8. Aus diesen Erwägungen ergibt sich, dass die angefochtene Verfügung Bundesrecht nicht verletzt, den rechtserheblichen Sachverhalt richtig sowie vollständig feststellt (Art. 106 Abs. 1 AsylG) und - soweit diesbezüglich überprüfbar - angemessen ist. Die Beschwerde ist abzuweisen. 9. 9.1 Bei diesem Ausgang des Verfahrens wären dessen Kosten grundsätzlich dem Beschwerdeführer aufzuerlegen (Art. 63 Abs. 1 VwVG). Das mit der Beschwerde gestellte Gesuch um Gewährung der unentgeltlichen Prozessführung (Art. 65 Abs. 1 VwVG) wurde mit Zwischenverfügung vom 9. Dezember 2016 gutgeheissen. Da trotz der am 1. Juni 2018 begonnenen Tätigkeit des Beschwerdeführers als Betriebspraktikant in einem Coiffeurgeschäft nicht davon auszugehen ist, seine finanziellen Verhältnisse hätten sich seither in relevanter Weise verändert, ist dieser nach wie vor als bedürftig zu erachten. Es sind daher keine Verfahrenskosten aufzuerlegen. 9.2 Dem amtlichen Rechtsbeistand ist ein Honorar auszurichten (vgl. für die Grundsätze der Bemessung der Parteientschädigung Art. 7 ff. des Reglements über die Kosten und Entschädigungen vor dem Bundesverwaltungsgericht vom 21. Februar 2008 [VGKE]).
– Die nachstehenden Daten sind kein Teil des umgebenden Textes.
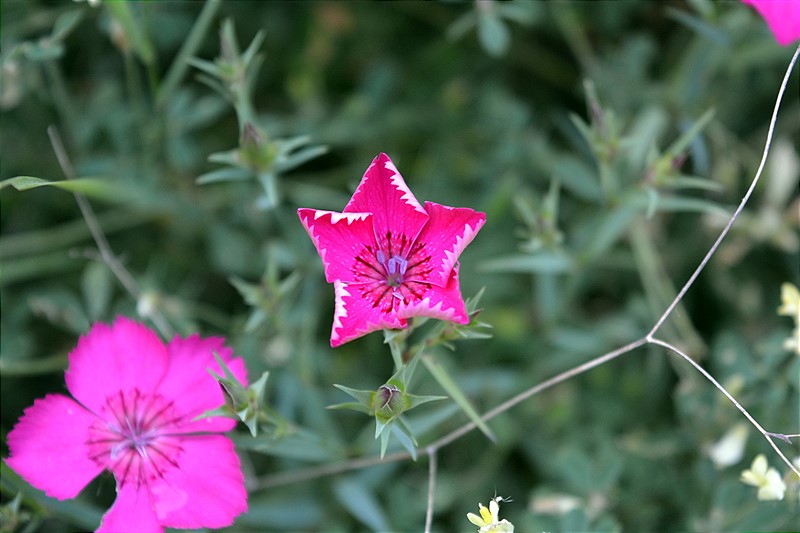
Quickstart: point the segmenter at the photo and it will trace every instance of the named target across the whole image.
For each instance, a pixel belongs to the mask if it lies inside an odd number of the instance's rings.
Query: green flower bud
[[[396,385],[381,385],[372,399],[375,416],[390,420],[406,410],[406,398]]]

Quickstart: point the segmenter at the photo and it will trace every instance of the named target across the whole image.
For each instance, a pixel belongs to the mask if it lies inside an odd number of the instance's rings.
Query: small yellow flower
[[[749,432],[750,426],[746,422],[739,422],[714,443],[708,450],[708,455],[714,461],[714,466],[725,468],[741,461]]]
[[[783,347],[800,355],[800,290],[791,283],[781,285],[781,306],[778,307],[778,314],[794,319],[792,336],[783,342]]]
[[[782,500],[783,493],[786,492],[786,483],[777,470],[768,468],[767,458],[763,453],[753,459],[750,470],[743,471],[740,480],[742,483],[758,487],[758,499],[761,501]]]
[[[778,314],[794,318],[795,324],[800,323],[800,290],[791,283],[781,285],[781,306]]]
[[[508,520],[500,520],[498,514],[500,513],[500,505],[498,502],[503,501],[503,498],[497,497],[489,500],[489,508],[487,509],[482,503],[478,504],[480,516],[475,513],[467,513],[467,520],[478,526],[479,533],[514,533],[514,524]]]

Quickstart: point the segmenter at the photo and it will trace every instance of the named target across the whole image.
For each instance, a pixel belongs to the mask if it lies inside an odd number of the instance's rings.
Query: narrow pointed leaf
[[[683,135],[678,137],[675,142],[673,142],[669,148],[666,150],[666,154],[671,155],[672,157],[677,156],[681,152],[683,152],[689,143],[691,143],[694,138],[706,127],[706,125],[714,118],[714,109],[709,109],[703,115],[697,119],[691,128],[686,130]]]
[[[372,407],[372,398],[373,396],[375,396],[374,391],[351,389],[350,387],[345,387],[344,385],[337,385],[336,383],[334,383],[333,386],[339,389],[340,391],[344,392],[345,394],[348,394],[349,396],[355,398],[356,400],[358,400],[358,403],[364,405],[368,409]]]
[[[495,441],[494,433],[492,430],[489,429],[489,426],[486,425],[486,422],[481,420],[480,415],[478,415],[475,408],[472,407],[472,404],[469,402],[467,397],[461,392],[461,389],[458,387],[453,378],[450,377],[450,374],[445,370],[445,368],[439,364],[438,361],[435,361],[430,355],[423,355],[422,362],[425,363],[425,366],[428,368],[430,373],[439,382],[439,385],[447,391],[447,394],[450,395],[451,398],[461,407],[461,410],[469,417],[472,422],[478,426],[486,437],[489,438],[492,442]]]
[[[381,428],[381,459],[386,455],[386,449],[389,447],[389,437],[392,435],[391,431],[383,431],[385,427]]]
[[[408,400],[406,411],[409,411],[417,406],[422,405],[423,403],[446,400],[447,396],[418,396],[416,394],[406,394],[406,399]]]
[[[417,439],[414,438],[414,435],[411,433],[411,430],[408,428],[407,425],[403,422],[401,418],[397,419],[397,424],[392,427],[392,434],[400,441],[400,444],[406,451],[411,455],[411,459],[413,461],[417,460]]]
[[[368,529],[372,531],[392,530],[386,512],[381,507],[374,492],[370,491],[364,483],[343,479],[334,484],[333,492],[342,507],[347,509]]]
[[[372,415],[372,409],[356,402],[335,403],[333,405],[326,406],[325,409],[350,409],[351,411],[358,411],[359,413]]]
[[[564,253],[541,251],[535,254],[515,254],[497,257],[480,265],[484,272],[520,272],[561,274],[573,267],[572,258]]]
[[[206,185],[208,183],[217,183],[220,181],[244,181],[252,177],[253,173],[244,168],[221,168],[197,176],[195,183],[198,185]]]
[[[122,198],[125,193],[111,183],[97,178],[78,178],[74,180],[49,181],[34,176],[15,176],[0,181],[0,190],[13,187],[18,191],[27,191],[37,187],[57,187],[69,192],[79,192],[97,198]]]
[[[153,44],[144,30],[144,25],[131,10],[131,4],[127,2],[105,2],[103,5],[122,27],[134,53],[139,56],[139,59],[144,64],[151,65],[155,59]]]

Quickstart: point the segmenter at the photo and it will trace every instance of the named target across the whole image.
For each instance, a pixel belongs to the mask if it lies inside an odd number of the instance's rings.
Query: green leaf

Der Beschwerdeführer liess sich für die Einreichung der Beschwerdeschrift vom 18. November 2016 noch nicht vertreten. MLaw Ruedy Bollack wurde am 21. Dezember 2016 als amtlicher Rechtsbeistand beigeordnet und reichte am 26. Januar 2018 seine Kostennote ein. Der darin geltend gemachte Aufwand (5 Stunden 20 Minuten und Auslagen von Fr. 38.20) erscheint angemessen, der Stundenansatz beträgt vorliegend, wie vom Rechtsvertreter im Begleitschreiben erwähnt, Fr. 150.-. Demnach ist dem amtlichen Rechtsbeistand ein vom Bundesverwaltungsgericht zu leistendes Honorar in der Höhe von (gerundet) Fr. 840.- zuzusprechen. Demnach erkennt das Bundesverwaltungsgericht:

1. Die Beschwerde wird abgewiesen.

2. Es werden keine Verfahrenskosten auferlegt.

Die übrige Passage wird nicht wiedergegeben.